Friday, 15 May 2026 · words

CleanSpark stock slid 9% on Tuesday after the company reported a net loss of $378.3 million for the quarter. The 'Great Miner Capitulation' has arrived. Across the sector, firms like MARA and Core Scientific are liquidating their Bitcoin reserves to fund the physical hardware necessary for the AI pivot. MARA reported a widened net loss of $1.3 billion, primarily due to the unrealized losses of the 38,689 Bitcoin on its balance sheet. This is the end of the 'Ghost Era' for digital gold; the thermodynamic cost of the grid has finally caught up to the simulation.

Core Scientific sold 2,385 Bitcoin during the period, generating $208.3 million to restructure its debt. This paper’s reading: the tech elite are trading their digital receipts for physical silicon. Revenue from high-density AI hosting services is now surpassing traditional mining operations. The 'Thermodynamic Capital Realism' is setting in—you cannot run an AI empire on imaginary coins when the electrical grid is groaning under the weight of the Southwest heat dome.

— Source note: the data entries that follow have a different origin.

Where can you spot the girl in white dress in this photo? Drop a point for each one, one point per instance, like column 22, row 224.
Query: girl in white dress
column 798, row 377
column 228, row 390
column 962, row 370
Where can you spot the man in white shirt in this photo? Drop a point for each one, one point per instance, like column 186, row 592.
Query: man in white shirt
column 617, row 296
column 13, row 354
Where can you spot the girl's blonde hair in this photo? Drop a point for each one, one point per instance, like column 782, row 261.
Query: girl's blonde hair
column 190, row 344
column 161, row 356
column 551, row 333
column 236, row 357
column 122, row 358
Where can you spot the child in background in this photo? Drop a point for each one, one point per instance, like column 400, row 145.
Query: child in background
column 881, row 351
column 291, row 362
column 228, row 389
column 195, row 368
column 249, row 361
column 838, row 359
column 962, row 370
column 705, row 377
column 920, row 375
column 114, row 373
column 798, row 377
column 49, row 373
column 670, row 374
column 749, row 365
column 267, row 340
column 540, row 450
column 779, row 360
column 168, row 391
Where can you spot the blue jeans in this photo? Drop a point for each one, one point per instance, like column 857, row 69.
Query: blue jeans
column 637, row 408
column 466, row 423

The company’s total liquidity remains over $1 billion, but the shift is permanent. Bitcoin mining is being relegated to the 'operational foundation' while the real power moves toward high-performance computing. It is the liquidation of the digital dream to secure physical sovereignty. The physical detail is a server rack humming in a desert warehouse; the cultural reality is the death of the 'crypto-utopia' at the hands of the very AI it helped build. The miners are no longer searching for gold; they are searching for an outlet.